В литературе 20 века ученики встречали мотив в «Алых парусах» А.Грина. Социальные условности, сословные ограничения для героев ничего не значат, они для тех, кто не умеет мечтать. А.Грин создаёт феерию, где чистота и возвышенность чувств выше любых ограничений. Знакомый мотив превращается в метафору 20 века – «алые паруса» [1, с.7] Образ становится символом, вобравшим в себя культуры и эпохи, в нём соединяются все лучшие мечты о счастье, бескорыстии, доброте и любви. В устах старого Эгля рождается сказка, Грэй в детстве разбивает свою копилку и дарит служанке деньги «от имени Робин Гуда», защитника средневековых простолюдинов, парус – атрибут Фортуны в эпоху античности и Ренессанса, одухотворён мечтой и верой в её исполнение… Перед нами мифотворчество 20 века, преодолевающее бездуховность в людях, превращающее серый мир Каперны в сказку, сказку, созданную самими героями.
Эпилог.
Ученики ещё встретятся с этим мотивом и в этом году и в 10-11 классах. Он отразит горечь утраты несостоявшейся любви в «Асе» И.С.Тургенева и мимолётное «мгновение» жизни в «Тёмных аллеях» И.А.Бунина. В «Леди Макбет Мценского уезда» Н.С. Лескова исчезнет чарующая лёгкость запретной любви. Читатель остаётся со щемящим душу вопросом, что же в основе этого всепоглощающего чувства, порождение оно страстной натуры или больной души? В «Олесе» А.И.Куприна вновь вспыхнет любовь чувственная, удивительная, но обречённая. У поэтов серебряного века мотив звучит неоднократно и неоднозначно: от недосягаемости божественного образа до приниженной физиологии. Его жёстко обыгрывает в рассказе «Аристократка» М.Зощенко…
«Полюбил богатый бедную…» Пусть увидят ученики, что за незатейливой строкой М.Цветаевой, скрыто гораздо больше, чем сказка о маленькой золушке. Рождается герой и гибнет «маленький» человек, восходят на царствие и отрекаются от престола, расцветают розы и увядают ландыши… Своеобразное повествовательное клише в разных исторических условиях звучит по-разному. Писатели интуитивно или сознательно улавливают связь с другими эпохами, используют известные сюжеты, но неожиданный взгляд, неожиданное прочтение, выход за рамки традиционной схемы превращают произведение в шедевр, который читают на протяжении многих веков.
Д/з: Рефераты «"Бродячие" сюжеты в литературе», «Мотив неравного брака в живописи, кино», «"Бродячие" сюжеты в произведениях А.С.Пушкина» и т.д.
Литература.
- Галицких, Е. О. Александр Грин.

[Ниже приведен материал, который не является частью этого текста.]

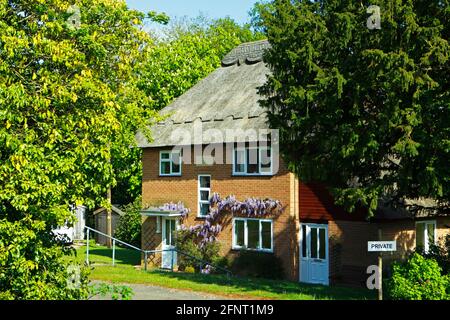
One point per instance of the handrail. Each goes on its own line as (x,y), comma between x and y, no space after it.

Уроки творческого воображения [Текст] / Е. О. Галицких // Уроки литературы. - 2002. - №1. – С. 7.
- Дёмин, А. С. О художественности древнерусской литературы [Текст] / А. С. Дёмин. – М.: Просвещение, 1998. – С.104.

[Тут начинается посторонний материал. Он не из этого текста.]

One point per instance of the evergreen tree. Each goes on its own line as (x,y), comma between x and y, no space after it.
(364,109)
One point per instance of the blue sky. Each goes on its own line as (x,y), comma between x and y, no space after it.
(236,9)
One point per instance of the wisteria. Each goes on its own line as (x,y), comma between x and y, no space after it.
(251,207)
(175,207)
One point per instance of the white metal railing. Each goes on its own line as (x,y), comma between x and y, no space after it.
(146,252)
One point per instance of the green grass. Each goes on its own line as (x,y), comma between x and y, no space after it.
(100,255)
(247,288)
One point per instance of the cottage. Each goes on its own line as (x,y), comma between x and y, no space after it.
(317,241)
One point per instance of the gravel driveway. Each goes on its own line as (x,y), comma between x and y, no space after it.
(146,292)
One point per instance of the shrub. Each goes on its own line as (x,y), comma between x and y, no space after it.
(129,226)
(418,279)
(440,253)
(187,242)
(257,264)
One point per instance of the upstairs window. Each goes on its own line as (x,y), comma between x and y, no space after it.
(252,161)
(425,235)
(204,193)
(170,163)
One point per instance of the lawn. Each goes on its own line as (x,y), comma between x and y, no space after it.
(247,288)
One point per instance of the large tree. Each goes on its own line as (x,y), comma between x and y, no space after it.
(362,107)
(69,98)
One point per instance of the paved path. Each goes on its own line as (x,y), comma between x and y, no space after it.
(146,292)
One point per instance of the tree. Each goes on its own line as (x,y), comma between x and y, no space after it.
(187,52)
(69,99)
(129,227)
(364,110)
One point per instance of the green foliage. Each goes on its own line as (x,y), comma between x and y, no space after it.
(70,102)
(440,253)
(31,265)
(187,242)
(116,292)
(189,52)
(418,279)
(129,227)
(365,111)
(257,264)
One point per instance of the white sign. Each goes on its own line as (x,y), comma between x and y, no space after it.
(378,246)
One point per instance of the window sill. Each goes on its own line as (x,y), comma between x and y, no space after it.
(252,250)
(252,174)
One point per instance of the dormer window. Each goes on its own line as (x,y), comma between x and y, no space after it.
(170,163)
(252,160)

- Жирмунский, В. М. Фольклор Запада и Востока: Сравнительно-исторические очерки [Текст] / В. М. Жирмунский. – М.: Наука, 2004. – 464 с.

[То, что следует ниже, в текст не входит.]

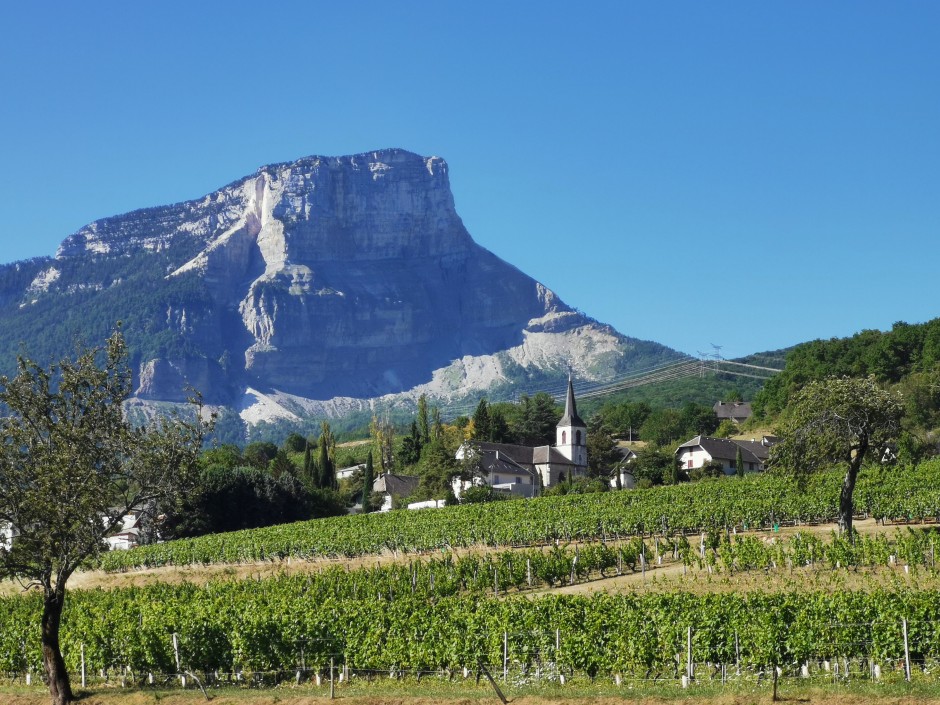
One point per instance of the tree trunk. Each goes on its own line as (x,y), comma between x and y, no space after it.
(58,678)
(848,488)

- Мифы народов мира. Энциклопедия: в 2 т. [Текст] / Под ред. С.А.Токарева. – М.: Просвещение, 1997
- Орлов, П. А. Русский сентиментализм [Текст] / П. А. Орлов. – М.: Просвещение, 1997. – С. 211.
- Петрунина, Н. Н. Проза Пушкина (Пути эволюции) [Текст] / Н. Н. Петрунина. – Л.: Наука, - 1987.
- Пропп, В. Я. Морфология волшебной сказки. Исторические корни волшебной сказки [Текст] / В. Я. Пропп. – М., 1970. – С. 298.
- Ромодановская, Е.К. Предисловие [Текст] / Е. К. Ромодановская // Роль традиции в литературной жизни эпохи. Сюжеты и мотивы. – Новосибирск, - 1995. – С.3.
- Русская идея: Сборник произведений русских мыслителей [Текст] / Сост. Е. А. Васильев; Предисловие А. В. Гульги. – М.: Айрис-пресс, 2004. – с. 46.
- Фридман, Н. В. О романтизме Пушкина («Цыганы» в художественной системе южных поэм) [Текст] / Н. В. Фридман // К истории русского романтизма. – М., 1973.